COURT OF APPEALS

DECISION

DATED AND FILED

 

October 12, 2011

 

A. John Voelker

Acting Clerk of Court of Appeals

 

 

 

NOTICE

 

 

This opinion is subject to further editing.  If published, the official version will appear in the bound volume of the Official Reports. 

 

A party may file with the Supreme Court a petition to review an adverse decision by the Court of Appeals.  See Wis. Stat. § 808.10 and Rule 809.62. 

 

 

 

 

Appeal No. 

2010AP2270-CR

Cir. Ct.
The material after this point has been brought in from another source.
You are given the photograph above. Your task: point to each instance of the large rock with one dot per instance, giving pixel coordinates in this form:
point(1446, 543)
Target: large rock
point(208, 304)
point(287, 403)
No.  2004CF4624

STATE OF WISCONSIN 

IN COURT OF APPEALS

 

DISTRICT I

 

 

 

 

State of Wisconsin,

 

                        Plaintiff-Respondent,

 

            v.

 

Andre M. Hicks,

 

                        Defendant-Appellant.

 

 

 

            APPEAL from an order of the circuit court for Milwaukee County:  jeffrey a. conen, Judge.  Affirmed. 
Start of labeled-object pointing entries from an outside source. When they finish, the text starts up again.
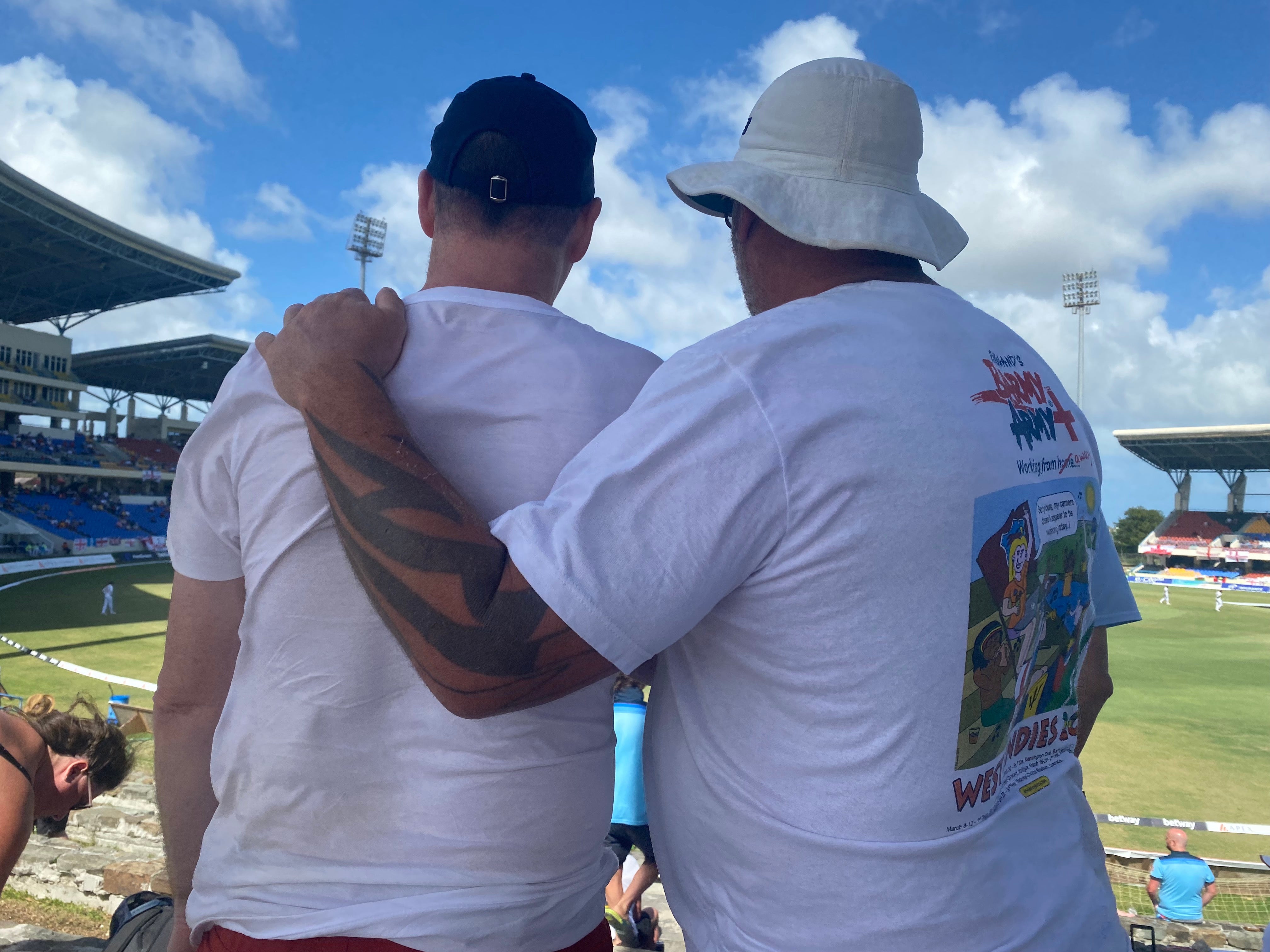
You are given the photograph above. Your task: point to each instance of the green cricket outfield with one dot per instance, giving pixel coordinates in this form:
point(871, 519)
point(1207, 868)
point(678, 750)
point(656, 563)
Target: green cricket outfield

            Before Curley, P.J., Fine and Brennan, JJ.

1        PER CURIAM.   Andre M. Hicks, pro se, appeals an order denying his motion to modify his sentence.  He argues that the circuit court should modify his sentence because the circuit court relied on unreasonable and unsupported facts in sentencing him and did not adequately explain why it chose to run his sentences consecutively rather than concurrently.  We affirm.

2        Hicks was convicted in 2005, after a jury trial, of armed robbery with use of force, first-degree reckless injury, and possession of a firearm by a felon.  The circuit court sentenced him to consecutive sentences totaling thirty-two years of imprisonment, with twenty years of initial confinement and twelve years of extended supervision. 

3        Hicks contends that the circuit court should modify his sentence because the circuit court relied on unreasonable and unsupported facts in sentencing him and did not adequately explain why it chose to run his sentences consecutively rather than concurrently.  Pursuant to Wis. Stat. § 973.19
(2009-10),[1]
a defendant may move for sentence modification within ninety days of sentencing.  Hicks filed his motion five years after he was convicted of the crimes, well outside the time limits imposed under § 973.19.  While Hicks could have raised this claim on direct appeal, he did not do so.  “[A]ny claim that could have been raised on direct appeal or in a previous Wis. Stat. § 974.06 … postconviction motion is barred from being raised in a subsequent § 974.06 postconviction motion, absent a sufficient reason.”  State v. Lo, 2003 WI 107, ¶2, 264 Wis. 2d 1, 665 N.W.2d 756 (footnote omitted); State v. Escalona-Naranjo, 185 Wis. 2d 168, 185, 517 N.W.2d 157 (1994).  Hicks has provided no reason, much less a sufficient reason, for failing to previously raise his sentence modification claim.

4        To circumvent the Escalona-Naranjo procedural bar, Hicks argues that the circuit court’s failure to explain its reasons for imposing consecutive sentences constitutes a “new factor” entitling him to sentence modification.  A motion for sentence modification based on a new factor may be brought at any time.  A new factor is “‘a fact or set of facts highly relevant to the imposition of sentence, but not known to the trial judge at the time of original sentencing, either because it was not then in existence or because, even though it was then in existence, it was unknowingly overlooked by all of the parties.’”  State v. Harbor, 2011 WI 28, ¶40, 333 Wis. 2d 53, 797 N.W.2d 828 (citation omitted).  It goes without saying that the fact that the circuit court sentenced him consecutively, rather than concurrently, has been known to Hicks since the day the sentence was imposed.  Since the information is not new, it does not constitute a “new factor” entitling Hicks to resentencing.

            By the Court.—Order affirmed.

            This opinion will not be published.  See Wis. Stat. Rule 809.23(1)(b)5.


 



[1]  All references to the Wisconsin Statutes are to the 2009-10 version unless otherwise noted.